On 29 December 2022, through the state highway of Kerala, an NIA vehicle was passing at around 4 am, accompanied by a local police vehicle. A Few metres after the vehicle took a right turn to the gutter road through the rural landscape and stopped in front of a two-storeyed concrete house in a village, where everyone was asleep except the white-coloured herons who sought refuge at branches of the nearby tree.
The officers, who stepped out of the vehicle, walked to the main door of the house and knocked on the door as the doorbell was not functioning. Anvar*, a former Popular Front of India activist, and his wife were sleeping peacefully inside the house. As they got no reply, the local police officers walked near the bedroom window and started knocking.
The middle-aged lady, who was jolted awake by the sound of knocking initially thought that somebody reached their home during the odd hours to announce death news. She woke up her husband from sleep.
The local sub-inspector introduced himself and asked him to open the door.
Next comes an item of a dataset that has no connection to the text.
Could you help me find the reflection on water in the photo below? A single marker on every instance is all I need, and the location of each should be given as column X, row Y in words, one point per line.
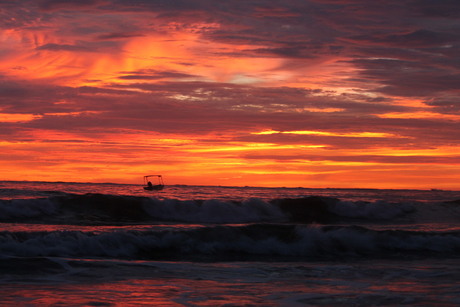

“Following the ban of the organisation, I always have this intuition that a raid might soon happen at our house too. Never in my dreams, I thought that today would be the day,” Anvar’s wife said.
Anvar rushed to the door without wearing his shirt. As he was so concerned about not addressing strangers without covering his bare chest, he became so uncomfortable.
According to advocate Tushar Nirmal Sarathi, a lawyer who appeared for many defendants in cases registered in NIA courts, the house raids during the odd hours of the night is the general pattern seen in many cases investigated by the National Investigation Agency.